Previously, Grant and Joyce collaborated on “Wordlessnessless of the miteinander.” They presented presented this work at CalArts and the &Now Festival of New Writing at the University of Notre Dame (2004) (documented in the Notre Dame Review) as well as other showings. Joyce has written about the experience of what he calls a “networked collaboration” here.

In her introduction to the catalog for the exhibit, curator Alma Ruiz presents Grant as one deeply invested in the work of Helene Cixous and in the act of collaboration.

Grant’s works have several throughlines and iconic themes but none more her signature than her “bubble poems,” in which words appear (often backwards) encircled and linked. Another of her central images of this particular exhibit is the ladder, which Ruiz likens to the links between chambers of Borges’ “The Library of Babel.”

Grant continues to carry her project into new instantiations, whether penciling shadows of words on a wall or making wallpaper trompe l’oeil of her own work. Ruiz identifies Grant’s tendency to recycle her works. Most notably, Grant recycled her adaptation of Joyce’s poem “Nimbus” (see text) into one of the show’s most striking pieces and one of the most tightly realized executions of Grant’s unique medium, entitled, of course, “Nimbus II.”

In 2004, her version of “Nimbus” offered the words of the poem bent out of silver wire and then joined together, works she’s described as “spider webs of language.” The new re-imagining, rewiring of “Nimbus” recycles and extends the previous piece into a floor-to-ceiling revolving sphere of wire words, accentuated by an overhead lamp, which casts beautiful and ever changing shadows of the poem’s words on floor, in a kind of two-dimensional time-based, looping textual dance.

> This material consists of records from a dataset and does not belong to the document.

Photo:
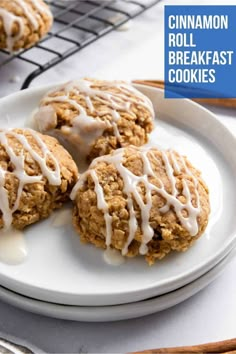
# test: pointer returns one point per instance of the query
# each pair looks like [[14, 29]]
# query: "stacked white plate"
[[65, 279]]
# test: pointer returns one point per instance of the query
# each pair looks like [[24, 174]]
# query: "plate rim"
[[136, 309]]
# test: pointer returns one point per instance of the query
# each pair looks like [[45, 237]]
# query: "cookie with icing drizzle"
[[93, 117], [23, 23], [141, 201], [36, 176]]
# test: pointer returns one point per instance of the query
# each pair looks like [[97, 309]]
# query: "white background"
[[209, 315]]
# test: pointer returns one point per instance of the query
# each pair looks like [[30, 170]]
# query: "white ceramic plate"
[[118, 312], [61, 270]]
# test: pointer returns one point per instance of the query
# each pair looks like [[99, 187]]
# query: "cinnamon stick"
[[226, 347], [219, 102]]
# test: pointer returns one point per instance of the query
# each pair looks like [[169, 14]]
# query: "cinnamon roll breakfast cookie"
[[141, 201], [23, 23], [36, 176], [93, 117]]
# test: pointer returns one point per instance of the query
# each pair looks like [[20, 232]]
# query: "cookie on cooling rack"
[[141, 201], [23, 23], [36, 176], [93, 117]]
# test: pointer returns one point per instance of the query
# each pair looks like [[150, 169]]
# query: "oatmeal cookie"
[[93, 117], [141, 201], [36, 176], [23, 23]]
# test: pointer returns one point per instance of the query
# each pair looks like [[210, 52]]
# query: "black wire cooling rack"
[[77, 23]]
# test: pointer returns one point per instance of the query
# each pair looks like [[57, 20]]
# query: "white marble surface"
[[209, 315]]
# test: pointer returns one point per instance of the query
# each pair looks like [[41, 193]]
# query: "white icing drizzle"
[[83, 123], [18, 161], [174, 164], [62, 218], [9, 19], [113, 257]]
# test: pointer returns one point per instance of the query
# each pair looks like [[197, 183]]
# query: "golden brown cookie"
[[141, 201], [23, 23], [36, 176], [93, 117]]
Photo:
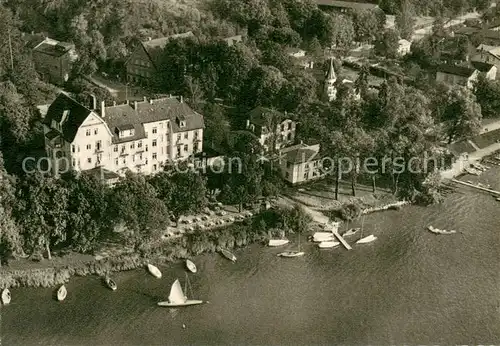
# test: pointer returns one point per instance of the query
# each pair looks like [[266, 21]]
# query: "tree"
[[404, 20], [462, 115], [135, 205], [387, 45], [488, 96], [43, 204]]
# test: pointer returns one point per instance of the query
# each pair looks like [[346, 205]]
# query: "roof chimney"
[[93, 103], [103, 111]]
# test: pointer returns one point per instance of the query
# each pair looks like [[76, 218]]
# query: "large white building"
[[140, 136]]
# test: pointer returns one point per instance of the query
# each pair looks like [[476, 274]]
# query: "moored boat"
[[228, 255], [191, 266], [110, 283], [6, 297], [278, 242], [62, 292], [328, 244], [153, 270], [177, 298], [367, 239], [350, 232]]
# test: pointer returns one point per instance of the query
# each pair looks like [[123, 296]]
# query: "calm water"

At the point of their previous collaboration, Joyce had said:

In recent years my artistic work has moved away from the field of electronic (hypertext) literature out of concern for, and uneasiness with, the current state of such work in which the image has- as admittedly it has sometimes previously in history- taken ascendancy over the word. Literary works increasingly take on the guise of games or captioned interactive images and video. However what brought me to computers and new media in the first place was my writing.

More recently, at events such as Brown’s recent e-Fest 2007, Joyce seemed to be back on the elit scene. It is not yet clear to what extent this return will lead to another hypertextual narrative or signifies the redemption of literary hypertext. However, in his collaboration with Alexandra Grant his words enter an entirely new medium, an artist-specific medium, as his afternoon once was when it was the only work of its kind. Meanwhile, Grant’s work has quite a bit to offer our studies of literary new media.

  • Ruiz, Alma. “Mapping Language.” MOCA FOCUS: Alexandra Grant. The Museum of Contemporary Art, Grand Avenue, Los Angeles, 2007. 11-24.